As a library. from suite_actuarial import VidaTemporal, TablaMortalidad and five lines of code to get a premium. Mortality data ships bundled with the package; no external file downloads required.

As an API. REST endpoints organized by domain, with Swagger documentation at /docs. A quoting system calls the pricing endpoint, a batch process computes reserves for an entire portfolio, a data pipeline runs regulatory validations.
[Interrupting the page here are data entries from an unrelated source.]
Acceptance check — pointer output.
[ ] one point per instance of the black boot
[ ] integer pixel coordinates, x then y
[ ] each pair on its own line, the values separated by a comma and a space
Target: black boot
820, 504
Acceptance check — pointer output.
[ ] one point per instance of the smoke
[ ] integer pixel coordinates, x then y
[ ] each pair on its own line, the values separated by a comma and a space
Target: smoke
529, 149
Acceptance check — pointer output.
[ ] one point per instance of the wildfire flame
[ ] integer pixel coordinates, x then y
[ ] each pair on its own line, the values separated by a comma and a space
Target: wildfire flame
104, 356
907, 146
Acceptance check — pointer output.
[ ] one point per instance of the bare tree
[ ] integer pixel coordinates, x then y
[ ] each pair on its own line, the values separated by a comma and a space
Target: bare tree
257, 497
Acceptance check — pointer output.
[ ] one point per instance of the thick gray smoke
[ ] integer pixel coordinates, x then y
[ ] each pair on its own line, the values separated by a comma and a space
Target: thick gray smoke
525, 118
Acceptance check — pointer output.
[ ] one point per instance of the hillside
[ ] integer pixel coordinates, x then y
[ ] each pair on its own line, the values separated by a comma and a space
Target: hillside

As a dashboard. A bilingual web application (ES/EN) with interactive calculators for each domain. Each page shows key calculation results with detail tables and CSV download. docker-compose up brings up the API and frontend together.

Why standardize

When every insurer implements its own commutation functions, its own development triangles, and its own RCS validations, errors replicate silently. A bug in a technical reserve formula can live for years inside a spreadsheet that nobody audits because “it has always produced reasonable results.” A shared codebase reverses that dynamic: if someone finds an error in the commutation function, the fix benefits everyone using the library. If someone implements a more efficient reserve method, everyone gets that improvement with pip install --upgrade.
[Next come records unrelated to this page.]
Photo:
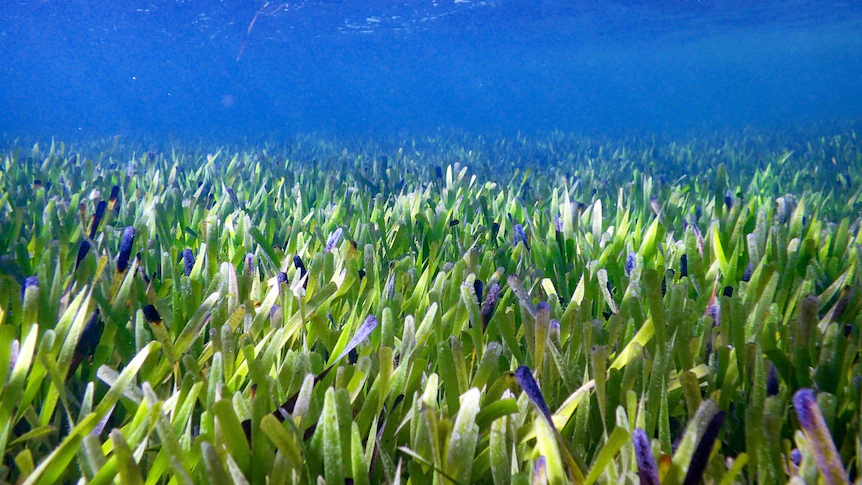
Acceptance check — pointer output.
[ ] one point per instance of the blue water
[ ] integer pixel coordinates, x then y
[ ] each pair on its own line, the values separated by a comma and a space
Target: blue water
170, 68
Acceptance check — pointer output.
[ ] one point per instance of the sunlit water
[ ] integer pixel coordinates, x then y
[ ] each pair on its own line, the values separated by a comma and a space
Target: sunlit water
196, 71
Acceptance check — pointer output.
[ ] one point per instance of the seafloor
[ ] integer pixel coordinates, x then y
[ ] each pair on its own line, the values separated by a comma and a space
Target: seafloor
442, 309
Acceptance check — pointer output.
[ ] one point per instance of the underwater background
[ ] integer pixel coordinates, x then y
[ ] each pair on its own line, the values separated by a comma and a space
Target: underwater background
197, 70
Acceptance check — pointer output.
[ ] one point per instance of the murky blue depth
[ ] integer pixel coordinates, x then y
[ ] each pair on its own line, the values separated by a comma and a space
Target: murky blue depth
172, 68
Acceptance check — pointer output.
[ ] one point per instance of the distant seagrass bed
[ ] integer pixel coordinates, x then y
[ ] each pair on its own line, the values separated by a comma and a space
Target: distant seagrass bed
453, 308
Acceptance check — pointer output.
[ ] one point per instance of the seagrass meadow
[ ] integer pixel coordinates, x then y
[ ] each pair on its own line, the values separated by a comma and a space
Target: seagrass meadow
446, 309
Standardizing also lowers the barrier to entry. A newly graduated actuary can start working with tools whose formulas are verified against published EMSSA-09 tables, instead of inheriting an undocumented Excel file. A data team can integrate actuarial calculations into an automated pipeline without rewriting the logic from scratch. The domain complexity doesn’t disappear, but the infrastructure stops being an obstacle.

What’s missing

This library meets its technical purpose: tests pass, calculations match published tables, the API responds, the dashboard works in two languages. But an open-source library is only successful when someone else uses it. So far, suite_actuarial has one author and zero external contributors.
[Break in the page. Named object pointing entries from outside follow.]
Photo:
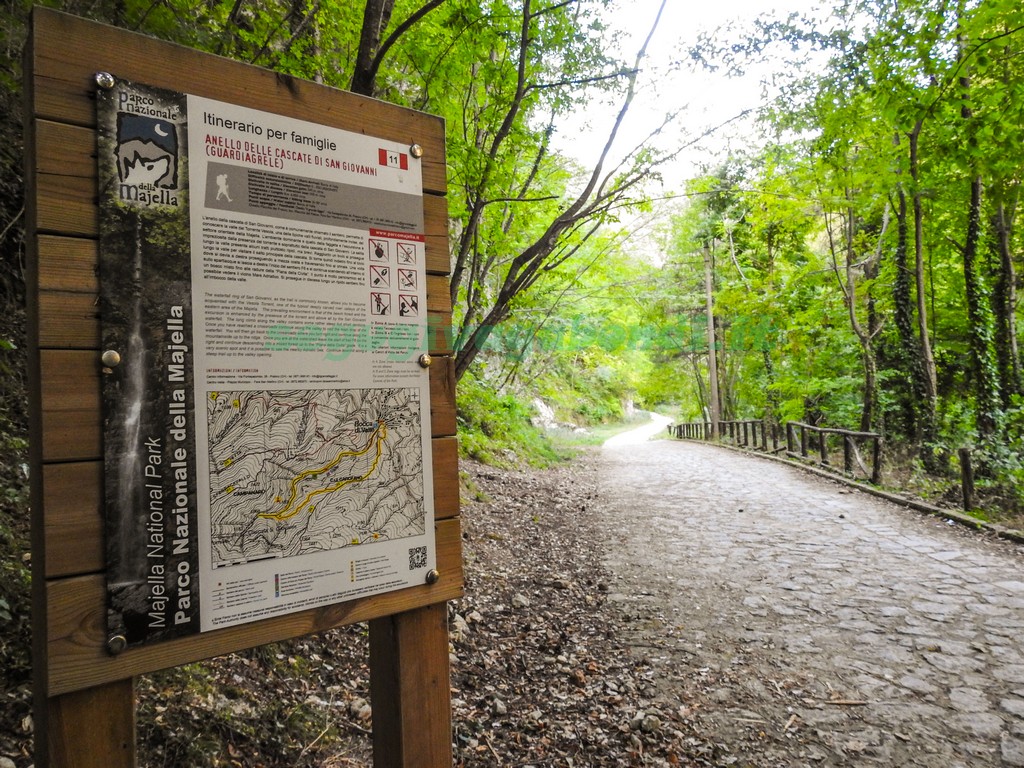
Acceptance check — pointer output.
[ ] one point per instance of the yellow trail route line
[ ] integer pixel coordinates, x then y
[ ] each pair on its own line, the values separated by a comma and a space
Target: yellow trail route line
289, 511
The next step is for an actuary at another insurer to report a bug, or for a student to propose a new product, or for someone to adapt the pensions module for a case I didn’t anticipate. There are also design decisions that only someone with operational experience can challenge: whether the GMM base rates reflect the real market or are optimistic approximations, whether the collective model needs a distribution I didn’t include, whether the RCS calculation handles correctly a regulatory edge case I’ve never seen in practice. Those are the details that unit tests don’t catch but real usage does. That is when the code stops being a personal project and becomes shared infrastructure. The repository has a CONTRIBUTING.md, the architecture is documented, and every module can be tested in isolation. The invitation is open.

Connections

The suite connects with other projects in the portfolio. SIMA builds its own mortality pipeline from INEGI data via Lee-Carter; with the suite as a module, that pipeline could reuse the commutation functions and RCS calculation that are already validated. The regulation agent navigates the LISF and CUSF to find the relevant provisions; this suite implements the math those provisions define.